Gae Aulenti
«The architect» she said in an interview "must be able to read the context because very often the roots are hidden underground. Knowing how to recognize and make them appear is the important work of historically reinterpreting a place».
Born in Friuli in 1927, Gae Aulenti was a great Italian designer and architect who in time specialised mostly in the field of museum exhibition design.
She carried out her studies in Milan. In fact, she graduated in 1953 from the Faculty of Architecture at the Polytechnic University. Those years for Milan were ones of great cultural excitement in which Italian architecture sought to recover some of its architectural values from the past, channelling all these new ideas into the Neoliberty movement which Gae Aulenti joined, in stark contrast to the rationalist movement that had established itself up to that time. The movement aimed at recuperating the artisanal dimension and the compositional pursuit of detail.
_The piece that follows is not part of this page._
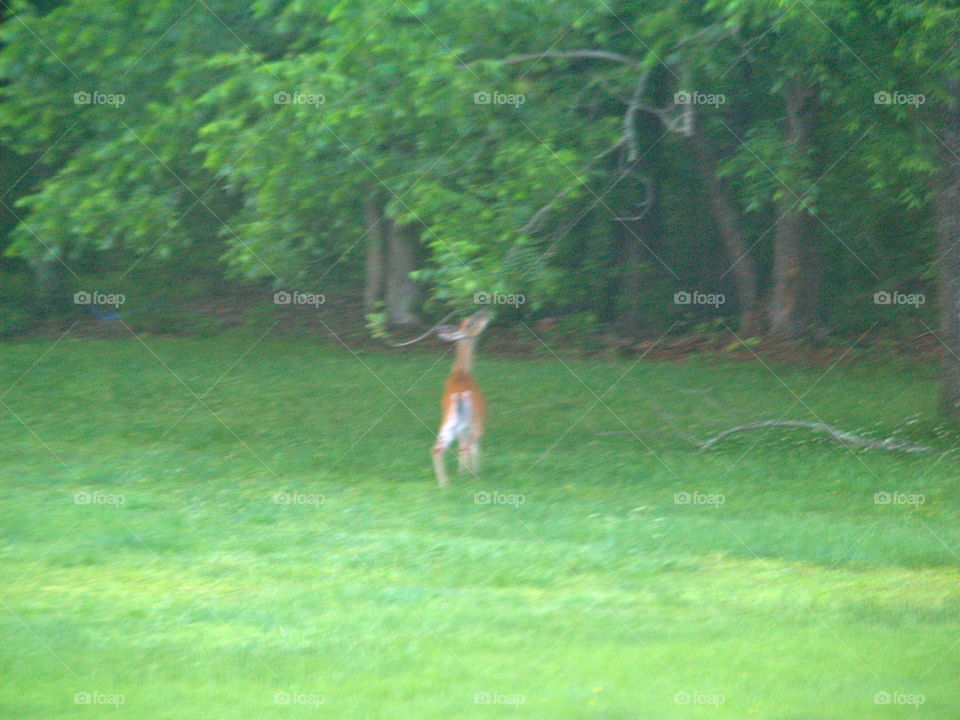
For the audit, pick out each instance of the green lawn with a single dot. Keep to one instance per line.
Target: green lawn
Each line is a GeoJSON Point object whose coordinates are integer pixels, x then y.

An undeniably multifaceted figure in a constant flurry of activity, Gae Aulenti collaborated alongside great architects in a number of very prestigious architecture faculties all the while participating on the editorial boards of several trade magazines such as Casabella and Lotus International.
Of her most important architectural works we cannot omit: the setting up of the Musée d'Orsay in Paris, the Olivetti showroom also in Paris, and the Italian Institute of Culture in Tokyo, to name a few.
A constant urge to experiment and attention to detail allowed her to approach product design over the years, creating products and furnishings that immediately became part of what we now acknowledge as design icons, often exhibited in the world’s most renowned museums. Some of the most important companies she collaborated with include Zanotta, Martinelli Luce, Exteta, and Kartell.